In other words, as the cost of the devices falls, the number of usage cases will increase — and we’ll all gain better insight into where this synthesis of wearable, mobile, presence, and reality distortion technologies make the most difference.
Where will you use a spatial computer?
Returning to that Gantt chart, imagine you are a product designer working with a manufacturing partner in a different country. If there’s a problem on the production line, you and your partner can both don your Apple headsets and explore the factory. You’ll be able to see with their eyes, with both of you also seeing any relevant diagnostic information overlaid on what you see. You’ll be able to remotely diagnose faults, and the person you are working with may even be able to rectify them with your assistance.
That kind of tech also lends itself to use on construction sites, for utilities management, exploration, search and rescue, military, medical, and more.
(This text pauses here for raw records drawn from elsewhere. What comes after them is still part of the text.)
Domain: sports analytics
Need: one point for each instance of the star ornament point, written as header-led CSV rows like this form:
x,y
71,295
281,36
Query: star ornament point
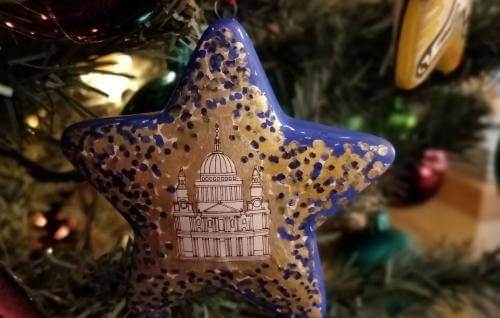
x,y
222,188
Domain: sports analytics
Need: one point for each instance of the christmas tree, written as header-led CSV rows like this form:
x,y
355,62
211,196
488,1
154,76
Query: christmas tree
x,y
331,62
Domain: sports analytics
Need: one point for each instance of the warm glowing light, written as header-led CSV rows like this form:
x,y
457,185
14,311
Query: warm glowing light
x,y
62,233
39,220
42,112
113,85
32,121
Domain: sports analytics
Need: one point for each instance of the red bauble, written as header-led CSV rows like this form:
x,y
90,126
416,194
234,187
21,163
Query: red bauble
x,y
14,303
81,21
428,175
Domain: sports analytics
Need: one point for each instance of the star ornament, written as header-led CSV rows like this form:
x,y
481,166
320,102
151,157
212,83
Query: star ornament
x,y
222,189
432,35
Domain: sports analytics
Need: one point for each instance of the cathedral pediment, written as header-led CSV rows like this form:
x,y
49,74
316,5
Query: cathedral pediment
x,y
220,207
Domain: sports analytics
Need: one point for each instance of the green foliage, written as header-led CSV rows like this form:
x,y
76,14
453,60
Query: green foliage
x,y
72,284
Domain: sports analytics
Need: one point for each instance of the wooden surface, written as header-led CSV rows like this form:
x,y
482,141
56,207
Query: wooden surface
x,y
466,209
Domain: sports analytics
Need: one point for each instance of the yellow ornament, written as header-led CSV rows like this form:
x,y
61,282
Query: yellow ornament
x,y
432,36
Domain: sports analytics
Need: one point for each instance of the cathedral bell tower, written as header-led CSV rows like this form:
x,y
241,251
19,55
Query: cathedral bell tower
x,y
256,189
182,201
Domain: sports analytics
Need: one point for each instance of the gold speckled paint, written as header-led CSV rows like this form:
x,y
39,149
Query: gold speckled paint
x,y
136,166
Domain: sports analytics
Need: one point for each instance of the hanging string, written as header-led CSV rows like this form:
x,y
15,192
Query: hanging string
x,y
232,3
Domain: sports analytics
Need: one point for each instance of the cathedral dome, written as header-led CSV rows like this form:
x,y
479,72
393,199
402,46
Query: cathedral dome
x,y
217,163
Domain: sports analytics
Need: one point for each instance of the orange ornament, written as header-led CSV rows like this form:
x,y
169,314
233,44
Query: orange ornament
x,y
432,35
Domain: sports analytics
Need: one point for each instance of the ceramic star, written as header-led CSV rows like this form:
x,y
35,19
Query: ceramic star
x,y
432,36
222,188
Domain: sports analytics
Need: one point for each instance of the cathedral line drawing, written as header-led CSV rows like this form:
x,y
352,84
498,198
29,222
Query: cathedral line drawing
x,y
218,224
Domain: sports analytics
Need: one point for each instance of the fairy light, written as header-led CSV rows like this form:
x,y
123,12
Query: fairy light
x,y
39,220
113,85
32,121
62,232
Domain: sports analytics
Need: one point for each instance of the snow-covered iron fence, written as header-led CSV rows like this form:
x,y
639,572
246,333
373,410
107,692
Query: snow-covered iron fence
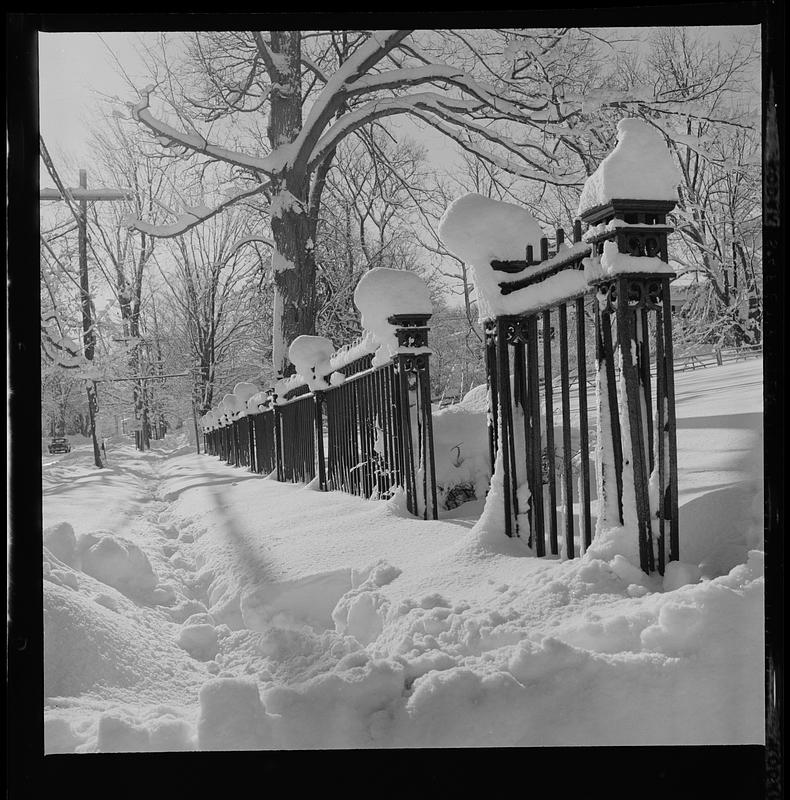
x,y
367,431
295,433
263,458
525,355
636,432
379,424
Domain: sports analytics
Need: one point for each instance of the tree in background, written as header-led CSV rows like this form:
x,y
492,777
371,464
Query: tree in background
x,y
314,90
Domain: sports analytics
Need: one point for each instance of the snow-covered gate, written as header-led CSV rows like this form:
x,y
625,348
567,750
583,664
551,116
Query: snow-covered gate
x,y
379,424
368,432
538,440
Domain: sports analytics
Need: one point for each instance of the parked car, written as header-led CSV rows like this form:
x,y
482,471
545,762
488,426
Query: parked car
x,y
60,444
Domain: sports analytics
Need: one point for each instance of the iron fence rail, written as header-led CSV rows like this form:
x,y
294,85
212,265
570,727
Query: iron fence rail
x,y
368,435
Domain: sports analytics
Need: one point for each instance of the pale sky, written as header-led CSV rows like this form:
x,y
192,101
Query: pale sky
x,y
73,67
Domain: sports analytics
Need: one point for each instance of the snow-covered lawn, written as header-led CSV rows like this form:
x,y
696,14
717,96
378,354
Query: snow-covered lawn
x,y
216,609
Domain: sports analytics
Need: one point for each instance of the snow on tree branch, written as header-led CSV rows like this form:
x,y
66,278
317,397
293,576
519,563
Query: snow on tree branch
x,y
191,217
168,136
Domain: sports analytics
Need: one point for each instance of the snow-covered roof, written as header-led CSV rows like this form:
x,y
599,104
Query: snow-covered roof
x,y
639,168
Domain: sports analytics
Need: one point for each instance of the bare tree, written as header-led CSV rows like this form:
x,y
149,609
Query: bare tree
x,y
213,287
314,90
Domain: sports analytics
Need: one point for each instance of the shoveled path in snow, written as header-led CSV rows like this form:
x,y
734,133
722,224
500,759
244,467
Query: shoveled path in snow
x,y
357,625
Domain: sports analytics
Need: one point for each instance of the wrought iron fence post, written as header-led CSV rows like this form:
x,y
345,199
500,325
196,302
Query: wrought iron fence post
x,y
412,362
633,297
278,439
319,397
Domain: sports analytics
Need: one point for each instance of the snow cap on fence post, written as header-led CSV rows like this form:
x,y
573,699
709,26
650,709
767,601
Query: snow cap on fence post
x,y
257,402
625,203
232,406
383,293
479,230
243,391
310,355
639,167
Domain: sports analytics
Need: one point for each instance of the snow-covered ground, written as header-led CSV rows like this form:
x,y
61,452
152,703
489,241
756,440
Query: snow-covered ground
x,y
188,604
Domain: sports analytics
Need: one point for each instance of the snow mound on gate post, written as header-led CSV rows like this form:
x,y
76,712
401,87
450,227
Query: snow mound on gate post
x,y
479,230
640,167
383,293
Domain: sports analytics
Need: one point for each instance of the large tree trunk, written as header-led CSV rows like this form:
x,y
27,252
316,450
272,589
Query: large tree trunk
x,y
293,261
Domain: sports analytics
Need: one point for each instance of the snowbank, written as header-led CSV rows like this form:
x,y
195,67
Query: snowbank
x,y
321,620
640,167
460,434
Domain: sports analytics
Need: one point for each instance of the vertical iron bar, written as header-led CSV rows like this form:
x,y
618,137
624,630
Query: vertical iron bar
x,y
626,326
566,431
614,411
520,400
581,361
661,439
645,380
505,426
407,443
532,408
548,394
674,544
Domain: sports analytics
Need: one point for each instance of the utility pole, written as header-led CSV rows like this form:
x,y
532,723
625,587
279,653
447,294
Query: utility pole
x,y
82,196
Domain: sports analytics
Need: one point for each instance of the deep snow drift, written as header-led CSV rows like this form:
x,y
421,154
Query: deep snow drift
x,y
191,605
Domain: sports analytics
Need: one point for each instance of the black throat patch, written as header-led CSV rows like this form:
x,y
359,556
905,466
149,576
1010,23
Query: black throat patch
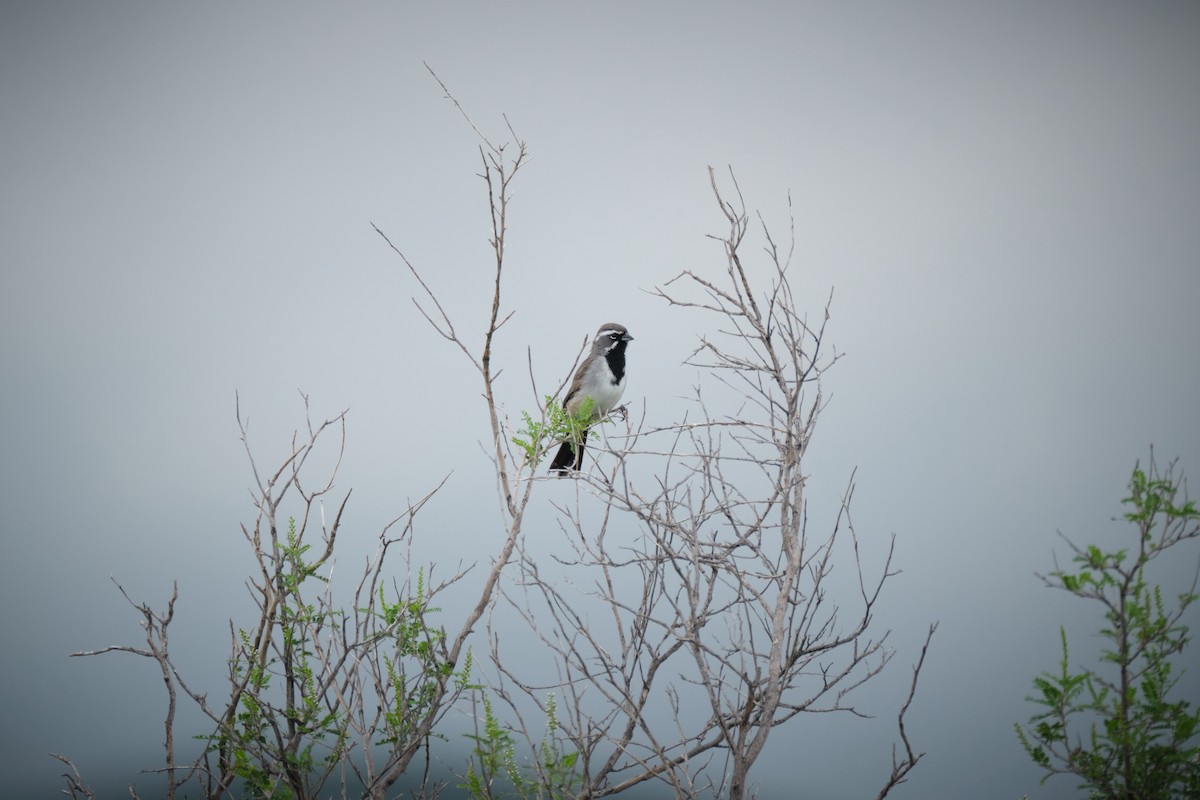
x,y
616,358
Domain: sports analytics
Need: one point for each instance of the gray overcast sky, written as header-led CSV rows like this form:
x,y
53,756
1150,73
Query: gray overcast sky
x,y
1005,197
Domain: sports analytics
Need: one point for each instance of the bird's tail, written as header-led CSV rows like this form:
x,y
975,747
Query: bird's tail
x,y
569,457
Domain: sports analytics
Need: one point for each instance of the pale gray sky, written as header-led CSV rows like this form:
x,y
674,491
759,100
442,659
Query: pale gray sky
x,y
1005,197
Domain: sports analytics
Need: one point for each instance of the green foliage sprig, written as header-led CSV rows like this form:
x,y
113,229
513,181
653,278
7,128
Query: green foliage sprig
x,y
1113,726
557,425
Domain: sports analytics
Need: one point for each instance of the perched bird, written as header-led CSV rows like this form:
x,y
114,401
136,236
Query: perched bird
x,y
601,377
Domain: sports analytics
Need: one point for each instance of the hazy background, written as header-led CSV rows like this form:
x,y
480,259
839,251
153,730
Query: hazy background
x,y
1005,196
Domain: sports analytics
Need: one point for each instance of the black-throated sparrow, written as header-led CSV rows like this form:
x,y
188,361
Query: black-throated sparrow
x,y
601,377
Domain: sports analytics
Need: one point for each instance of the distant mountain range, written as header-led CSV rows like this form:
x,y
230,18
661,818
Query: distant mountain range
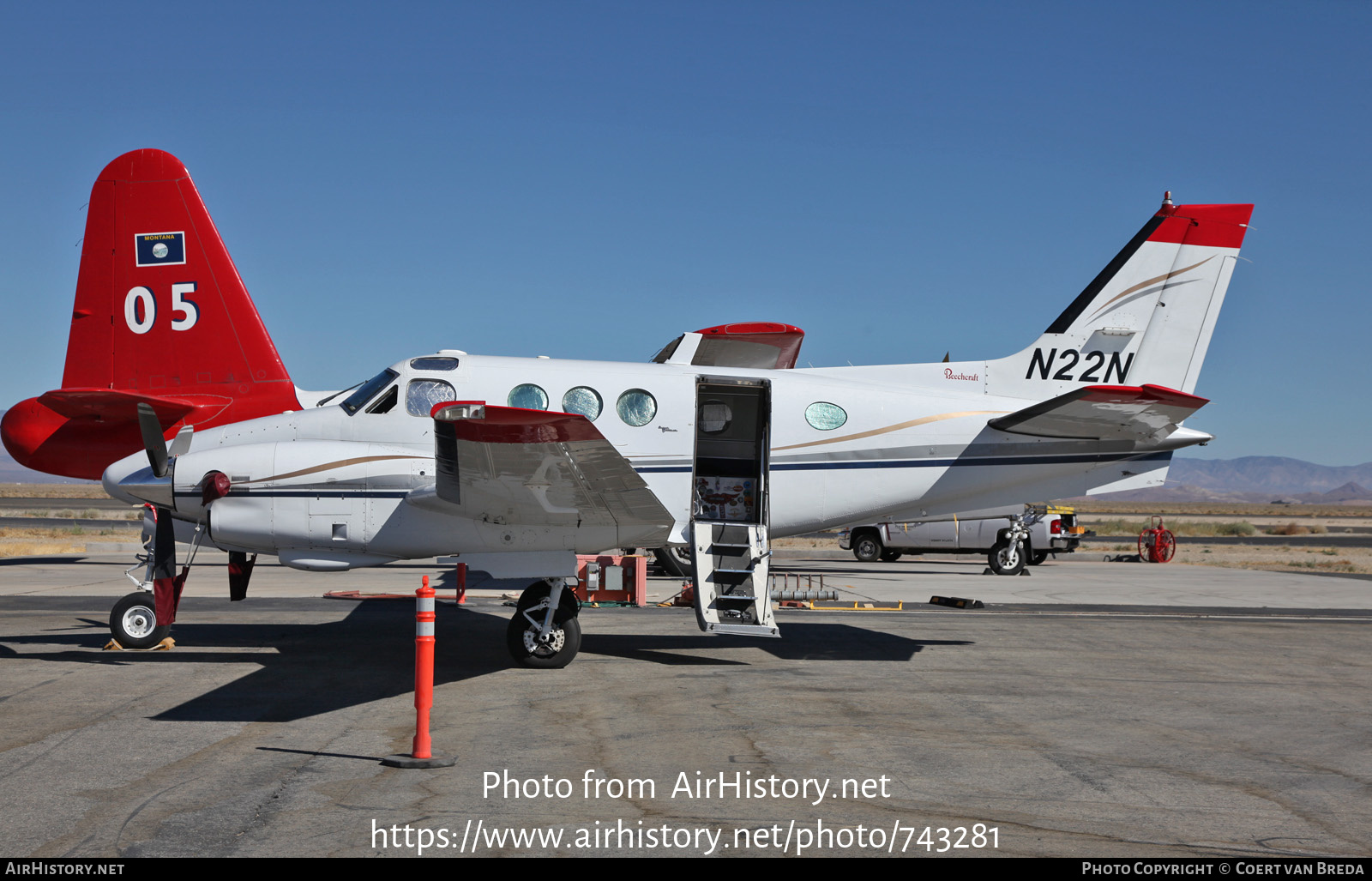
x,y
1249,480
1257,480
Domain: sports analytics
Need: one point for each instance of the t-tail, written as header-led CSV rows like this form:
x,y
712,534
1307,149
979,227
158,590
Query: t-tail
x,y
161,317
1146,318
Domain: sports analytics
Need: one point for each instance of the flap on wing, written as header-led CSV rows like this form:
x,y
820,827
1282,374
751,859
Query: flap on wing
x,y
534,467
1129,412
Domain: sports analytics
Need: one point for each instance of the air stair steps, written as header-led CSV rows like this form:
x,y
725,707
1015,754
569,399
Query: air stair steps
x,y
731,567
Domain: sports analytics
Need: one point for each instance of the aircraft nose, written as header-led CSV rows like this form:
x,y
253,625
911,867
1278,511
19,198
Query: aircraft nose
x,y
129,482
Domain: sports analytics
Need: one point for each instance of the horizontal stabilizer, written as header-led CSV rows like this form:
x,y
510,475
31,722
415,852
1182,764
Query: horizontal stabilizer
x,y
117,405
1146,413
534,467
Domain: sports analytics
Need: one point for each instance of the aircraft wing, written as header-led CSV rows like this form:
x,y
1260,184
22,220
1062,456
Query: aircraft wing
x,y
1116,412
539,468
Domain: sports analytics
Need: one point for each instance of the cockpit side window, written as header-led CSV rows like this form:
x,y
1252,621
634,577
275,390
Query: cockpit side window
x,y
370,390
422,394
386,402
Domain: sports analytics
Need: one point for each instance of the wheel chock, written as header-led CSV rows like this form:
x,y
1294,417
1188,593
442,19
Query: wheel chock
x,y
958,603
166,645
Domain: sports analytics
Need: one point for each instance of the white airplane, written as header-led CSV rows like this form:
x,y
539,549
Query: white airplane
x,y
518,464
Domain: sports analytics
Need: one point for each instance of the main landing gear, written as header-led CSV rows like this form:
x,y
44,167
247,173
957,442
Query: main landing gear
x,y
134,622
544,631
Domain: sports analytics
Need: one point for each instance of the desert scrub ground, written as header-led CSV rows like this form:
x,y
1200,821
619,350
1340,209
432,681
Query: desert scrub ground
x,y
25,542
52,490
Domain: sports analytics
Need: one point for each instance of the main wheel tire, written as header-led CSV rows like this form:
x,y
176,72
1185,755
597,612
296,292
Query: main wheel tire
x,y
1006,558
564,641
868,548
1166,546
134,622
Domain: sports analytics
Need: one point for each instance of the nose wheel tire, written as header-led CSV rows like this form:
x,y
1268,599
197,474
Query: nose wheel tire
x,y
868,548
563,641
1006,558
134,622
Any situation in which remote presence and on-device computing can be applied is open to spatial computing.
When (as it will, of course, eventually be) combined with the kind of narrow, focused intelligence we will see emerge as the cream of the GenAI crop over the next year or two, Apple’s spatial platform could act as an accelerant to ignite yet another series of digital transformation events that transform industries, just as iPhone has already done.
Despite its ambition, Apple might not succeed. It might fail to set the world alight with its vision for spatial computing. Over time, developers and customers could find the experiences enabled aren’t a significant improvement over what’s already here.
Time will tell.
How to think about Apple and spatial computing
Succeed or fail, rather than looking at these as consumer electronics items, or as a faddish new way to watch a big TV during long haul flights (though for some that may be enough of a reason to get hold of a set on expenses), decision-makers must understand that what Apple is trying to build is a new computing paradigm.
What it will do next is try to show how its new platform will make a difference to you and your business. Perhaps you should think about that?